Déjà affaibli par la maladie qui allait l’emporter, il n’avait pu venir diriger lui-même ces concerts qui ont vu la création mondiale de l’une de ses pièces et les premières françaises de trois autres.
Péter Eötvös est né le 2 janvier 1944, dans la petite ville transylvanienne de Székelyudvarhely, aujourd’hui en Roumanie. Au passage, arrêtons-nous un instant pour nous émerveiller de l’extraordinaire vivier musical qu’est la Transylvanie, laquelle nous a offert également Bartók, Ligeti, Kurtág et quelques autres… Un riche héritage auquel Péter Eötvös reste d’ailleurs fortement attaché, parlant de la musique de Bartók comme de la «langue maternelle absolue de la musique». Pédagogue émérite, il n’a de cesse de jouer les passeurs pour préserver ce creuset vivace et fécond, notamment via la Fondation qui porte son nom à Budapest, même s’il confiait lui-même à Pierre Moulinier en 1999 : «En tant que chef d’orchestre et compositeur, je me sens bien partout, mais je ne suis nulle part chez moi. C’est mon destin. J’ai une vie magnifique et très agréable, mais comme un étranger qui regarde ce qui se passe autour de lui.»
Directeur musical de l’Ensemble intercontemporain
C’est à Paris, un peu par hasard, que sa carrière de chef a véritablement débuté. Jusque-là, la direction n’avait été qu’un moyen d’éviter le service militaire – et d’aller étudier à Cologne, ce qui lui donnera l’opportunité de travailler au fameux studio d’électronique et de rencontrer Stockhausen. Il racontait ainsi en 2014, à l’auteur de ces lignes : «Alors que les responsables de l’Ircam cherchaient quelqu’un pour diriger le concert d’inauguration de l’Institut, j’ai dirigé à Paris Hymnen de Stockhausen, une œuvre pour bande magnétique avec orchestre. Boulez n’était pas au concert, mais Nicholas Snowman si, qui l’a appelé immédiatement pour lui dire qu’il avait trouvé le chef qu’ils cherchaient.

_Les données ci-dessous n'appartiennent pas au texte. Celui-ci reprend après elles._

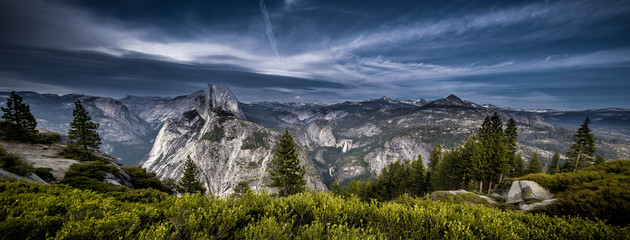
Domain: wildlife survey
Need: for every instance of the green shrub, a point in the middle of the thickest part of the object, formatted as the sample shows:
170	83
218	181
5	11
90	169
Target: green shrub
597	192
56	211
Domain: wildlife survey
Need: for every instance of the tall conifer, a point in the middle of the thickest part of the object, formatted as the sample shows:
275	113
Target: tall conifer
189	183
286	173
21	123
82	129
583	149
534	164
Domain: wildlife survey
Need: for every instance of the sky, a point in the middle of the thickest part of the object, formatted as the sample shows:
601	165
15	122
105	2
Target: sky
564	55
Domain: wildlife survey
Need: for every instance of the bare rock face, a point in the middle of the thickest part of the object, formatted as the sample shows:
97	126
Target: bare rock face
527	191
529	207
320	133
227	148
399	148
220	99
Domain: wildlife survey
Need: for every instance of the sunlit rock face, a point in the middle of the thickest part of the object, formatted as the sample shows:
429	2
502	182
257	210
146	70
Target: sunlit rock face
226	147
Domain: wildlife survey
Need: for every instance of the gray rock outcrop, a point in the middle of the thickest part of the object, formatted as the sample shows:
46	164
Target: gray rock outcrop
529	207
527	191
227	148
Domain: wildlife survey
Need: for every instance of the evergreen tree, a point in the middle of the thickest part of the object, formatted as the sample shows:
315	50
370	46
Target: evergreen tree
419	186
434	161
554	167
241	188
189	183
581	152
534	164
21	125
511	145
520	166
82	129
599	159
286	174
492	161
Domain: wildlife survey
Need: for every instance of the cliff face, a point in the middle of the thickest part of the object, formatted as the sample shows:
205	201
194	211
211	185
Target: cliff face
124	134
226	147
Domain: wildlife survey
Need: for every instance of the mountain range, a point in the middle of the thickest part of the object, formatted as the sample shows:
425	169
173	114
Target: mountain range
232	141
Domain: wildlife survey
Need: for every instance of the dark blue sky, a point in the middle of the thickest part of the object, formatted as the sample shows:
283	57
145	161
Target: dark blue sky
537	54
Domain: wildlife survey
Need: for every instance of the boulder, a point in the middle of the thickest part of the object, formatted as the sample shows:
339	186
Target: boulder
441	194
527	191
529	207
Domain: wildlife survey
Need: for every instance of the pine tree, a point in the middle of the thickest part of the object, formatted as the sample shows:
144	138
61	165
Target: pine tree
286	174
82	129
418	186
241	188
554	166
599	159
434	161
511	145
519	169
189	183
21	123
534	164
583	149
492	160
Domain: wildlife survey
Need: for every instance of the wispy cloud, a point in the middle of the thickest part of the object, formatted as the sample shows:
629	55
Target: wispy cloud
268	27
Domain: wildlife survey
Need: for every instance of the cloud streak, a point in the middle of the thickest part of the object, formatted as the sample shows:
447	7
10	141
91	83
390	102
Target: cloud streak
268	28
408	50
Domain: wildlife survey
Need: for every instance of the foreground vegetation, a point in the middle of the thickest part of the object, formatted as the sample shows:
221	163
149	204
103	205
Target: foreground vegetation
31	211
600	191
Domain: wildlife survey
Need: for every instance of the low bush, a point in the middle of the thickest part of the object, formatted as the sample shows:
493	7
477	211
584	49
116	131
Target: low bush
598	192
37	212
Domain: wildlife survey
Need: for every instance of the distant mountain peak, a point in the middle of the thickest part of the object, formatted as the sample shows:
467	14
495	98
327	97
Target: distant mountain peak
450	101
452	97
220	99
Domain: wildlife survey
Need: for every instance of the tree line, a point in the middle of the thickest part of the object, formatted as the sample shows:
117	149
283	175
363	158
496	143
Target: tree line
480	162
484	159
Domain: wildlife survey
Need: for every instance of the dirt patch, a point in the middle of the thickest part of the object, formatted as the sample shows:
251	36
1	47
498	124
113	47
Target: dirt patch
44	156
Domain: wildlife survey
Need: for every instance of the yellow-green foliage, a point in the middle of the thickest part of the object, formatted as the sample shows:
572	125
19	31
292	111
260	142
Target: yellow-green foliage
37	212
601	191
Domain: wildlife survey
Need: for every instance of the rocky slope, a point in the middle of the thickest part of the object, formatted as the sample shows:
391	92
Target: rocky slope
225	146
47	156
123	133
338	142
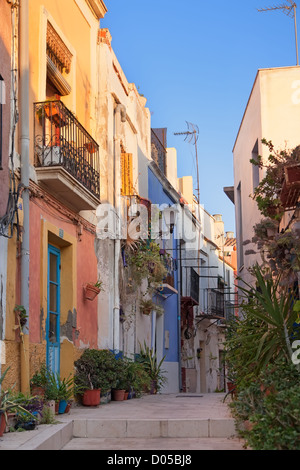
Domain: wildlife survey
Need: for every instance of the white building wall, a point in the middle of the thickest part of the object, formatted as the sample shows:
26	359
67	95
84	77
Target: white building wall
273	113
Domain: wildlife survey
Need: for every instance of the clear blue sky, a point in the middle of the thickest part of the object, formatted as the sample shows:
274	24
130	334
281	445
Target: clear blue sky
196	61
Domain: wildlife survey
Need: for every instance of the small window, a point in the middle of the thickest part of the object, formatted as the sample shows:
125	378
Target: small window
59	60
126	174
255	168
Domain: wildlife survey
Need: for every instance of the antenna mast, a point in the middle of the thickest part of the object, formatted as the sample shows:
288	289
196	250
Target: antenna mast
192	135
289	10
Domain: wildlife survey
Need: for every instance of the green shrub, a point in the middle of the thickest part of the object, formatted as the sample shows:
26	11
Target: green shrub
97	369
272	405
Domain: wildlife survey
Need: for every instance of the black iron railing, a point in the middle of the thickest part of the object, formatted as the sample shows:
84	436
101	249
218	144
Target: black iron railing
60	140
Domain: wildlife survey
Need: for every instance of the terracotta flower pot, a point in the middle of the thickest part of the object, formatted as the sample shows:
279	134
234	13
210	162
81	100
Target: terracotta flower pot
91	292
91	397
37	391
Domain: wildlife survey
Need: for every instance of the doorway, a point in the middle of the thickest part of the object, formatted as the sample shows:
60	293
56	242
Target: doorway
53	310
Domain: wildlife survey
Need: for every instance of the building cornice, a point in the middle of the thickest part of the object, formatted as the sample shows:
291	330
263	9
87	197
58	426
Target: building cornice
97	7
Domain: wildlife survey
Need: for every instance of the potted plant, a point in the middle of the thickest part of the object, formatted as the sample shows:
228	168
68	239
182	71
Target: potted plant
92	290
8	404
153	367
95	372
39	381
61	390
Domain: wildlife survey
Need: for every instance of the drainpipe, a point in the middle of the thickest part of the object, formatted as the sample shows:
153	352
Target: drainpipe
24	150
179	288
120	116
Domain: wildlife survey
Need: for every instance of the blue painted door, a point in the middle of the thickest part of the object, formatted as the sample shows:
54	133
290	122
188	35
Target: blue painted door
53	313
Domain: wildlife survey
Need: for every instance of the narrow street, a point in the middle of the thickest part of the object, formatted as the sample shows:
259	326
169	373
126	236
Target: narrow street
154	422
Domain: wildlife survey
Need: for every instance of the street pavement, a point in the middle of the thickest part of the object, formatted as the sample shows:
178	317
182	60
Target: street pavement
153	422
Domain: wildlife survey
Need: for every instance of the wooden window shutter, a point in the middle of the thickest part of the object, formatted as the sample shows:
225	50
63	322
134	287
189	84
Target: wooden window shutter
126	174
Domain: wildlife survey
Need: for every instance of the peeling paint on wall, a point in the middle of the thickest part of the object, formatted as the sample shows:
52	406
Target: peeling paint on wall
1	307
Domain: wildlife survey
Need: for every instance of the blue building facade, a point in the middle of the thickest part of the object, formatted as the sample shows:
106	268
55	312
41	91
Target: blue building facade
166	328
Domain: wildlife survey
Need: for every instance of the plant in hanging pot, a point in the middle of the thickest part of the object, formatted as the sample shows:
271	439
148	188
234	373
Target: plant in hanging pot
270	194
92	290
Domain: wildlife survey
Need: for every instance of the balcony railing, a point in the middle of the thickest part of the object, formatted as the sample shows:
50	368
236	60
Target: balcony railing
215	302
60	140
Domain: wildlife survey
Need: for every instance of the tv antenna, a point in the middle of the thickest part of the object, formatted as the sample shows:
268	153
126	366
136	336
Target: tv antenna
289	10
191	135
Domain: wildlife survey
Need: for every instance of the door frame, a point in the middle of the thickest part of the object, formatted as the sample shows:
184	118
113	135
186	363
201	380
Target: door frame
56	369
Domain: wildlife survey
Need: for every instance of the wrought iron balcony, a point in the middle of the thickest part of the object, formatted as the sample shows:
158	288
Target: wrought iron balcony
66	156
168	286
215	299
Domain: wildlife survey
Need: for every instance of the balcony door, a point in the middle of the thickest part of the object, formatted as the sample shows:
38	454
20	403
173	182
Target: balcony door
53	313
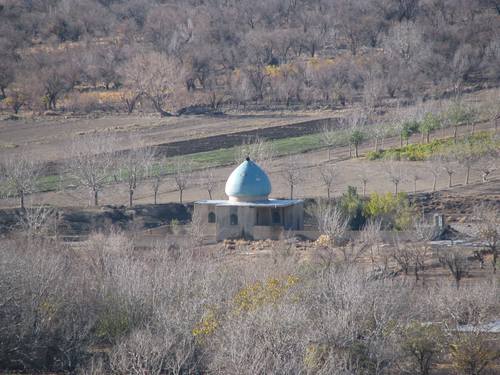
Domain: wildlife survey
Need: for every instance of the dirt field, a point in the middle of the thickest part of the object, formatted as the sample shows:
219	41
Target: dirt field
48	138
349	172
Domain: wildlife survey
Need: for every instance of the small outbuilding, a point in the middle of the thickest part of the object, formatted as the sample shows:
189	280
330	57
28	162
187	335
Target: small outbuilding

Pierre est venu me voir diriger les premières répétitions en vue du concert d’inauguration, et, dès la troisième, m’a proposé de rester en tant que directeur musical de l’Ensemble intercontemporain.»
C’est ainsi qu’a débuté pour Péter Eötvös une aventure parisienne de douze années à la tête de l’Ensemble intercontemporain, et en lien étroit avec L’Ircam. Place Stravinski, il découvre les joies de l’informatique musicale, alors balbutiante, après ses six années passées à pratiquer l’électronique auprès de Stockhausen à Cologne.
Si son activité de compositeur a été quelque peu mise en sourdine au cours de son mandat à la tête de l’Ensemble intercontemporain, elle reprend de plus belle par la suite. Il s’affirme ainsi, avec des ouvrages tels que Le Balcon d’après Genet ou Trois Sœurs d’après Tchekhov, comme l’un des grands compositeurs d’opéra d’aujourd’hui.
Son histoire d’amour avec Paris et sa scène contemporaine n’en a pas moins perduré. Péter Eötvös donne à la Cité de la musique, puis à la Philharmonie de Paris, des concerts inoubliables, notamment avec l’EIC qu’il retrouve toujours avec plaisir (citons le monumental Gruppen de Stockhausen, codirigé avec Pierre Boulez et David Robertson en 1998), mais pas seulement : avec le LSO en mai 2012, ou pour deux concerts Varèse 360° avec l’Orchestre Philharmonique de Radio France et l’Ensemble Asko|Schönberg en octobre 2009.